Esse processo pode acabar se revelando um péssimo negócio para o Brasil, afirma Arthur Mariante, líder do projeto de conservação e uso de recursos genéticos animais da Empresa Brasileira de Pesquisa Agropecuária (Embrapa). "No caso das raças tradicionais de gado trazidas para o Brasil pelos portugueses e espanhóis, vamos perder 500 anos de seleção natural e adaptação às condições do nosso território", declarou Mariante ao G1.

Explica-se: embora os colonizadores não praticassem o melhoramento intensivo de raças, bichos como bovinos, ovinos e suínos, entre outros, assumiram características específicas para sobreviver nos ambientes das várias regiões do Brasil. Além de serem rústicas -- capazes de ganhar peso mesmo com alimentação não-reforçada e de resistir melhor a doenças --, as raças tradicionais também podem ser muito produtivas, diz o pesquisador da Embrapa.

Nicho de mercado

"A vaca curraleira [raça típica do Nordeste], por exemplo, produz um bezerro por ano, e isso durante décadas, enquanto raças européias ou os zebus precisam alternar", conta Mariante. "O caracu [bovino tradicional de São Paulo] muitas vezes bate outras raças em competições de ganho de peso."

"Essas raças certamente conseguiram achar um nicho ecológico aqui no Brasil. O que a gente precisa fazer agora é achar um nicho de mercado para elas", diz o pesquisador. Os produtores do Nordeste, por exemplo, costumam afirmar que poucas carnes se comparam, em sabor e maciez, à do gado curraleiro. O Brasil, embora seja um grande exportador de carne bovina, ainda fica atrás em termos de carne de alta qualidade, nicho que poderia ser suprido pelo curraleiro.

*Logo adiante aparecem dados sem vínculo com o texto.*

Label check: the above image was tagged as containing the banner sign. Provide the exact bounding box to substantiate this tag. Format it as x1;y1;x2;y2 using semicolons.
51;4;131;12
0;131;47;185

Foto: Arthur Mariante/Divulgação
Touro curraleiro: segundo produtores nordestinos, a maciez da carne é incomparável (Foto: Arthur Mariante/Divulgação)

Outra possível saída para as raças tradicionais de suínos do Brasil, muito usadas no passado para a produção de banha, seria direcioná-los para a fabricação de presuntos finos, como os feitos hoje na Espanha e em Portugal. "Os consumidores europeus estão cada vez mais preocupados com o bem-estar animal, dando valor às carnes produzidas com os animais soltos. Os nossos suínos agüentam muito bem esse tipo de criação, enquanto as raças estrangeiras não. É um caminho interessante para valorizar essas raças", diz Mariante.

Mandioca a perigo

Não há sinais de que a mandioca, um dos alimentos mais populares do Brasil, vá sumir das mesas. No entanto, levantamentos feitos pelo biólogo Nagib Nassar, da Universidade de Brasília (UnB), mostram que recursos genéticos importantes para a planta estão sendo perdidos.

Nassar estuda os centros de diversidade dos parentes selvagens da mandioca, localizados no cerrado do Centro-Oeste brasileiro. Ele visita a região desde os anos 1970 e diz que pelo menos três espécies podem ter se extinguido. A perda é importante porque as formas selvagens da planta são mais rústicas e possuem teor mais alto de proteínas, vantagens que poderiam ser trazidas para a mandioca doméstica por meio de cruzamentos ou engenharia genética

Em maior ou menor grau, o problema acontece com os parentes selvagens de boa parte das plantas utilizadas comercialmente, como o milho e o trigo.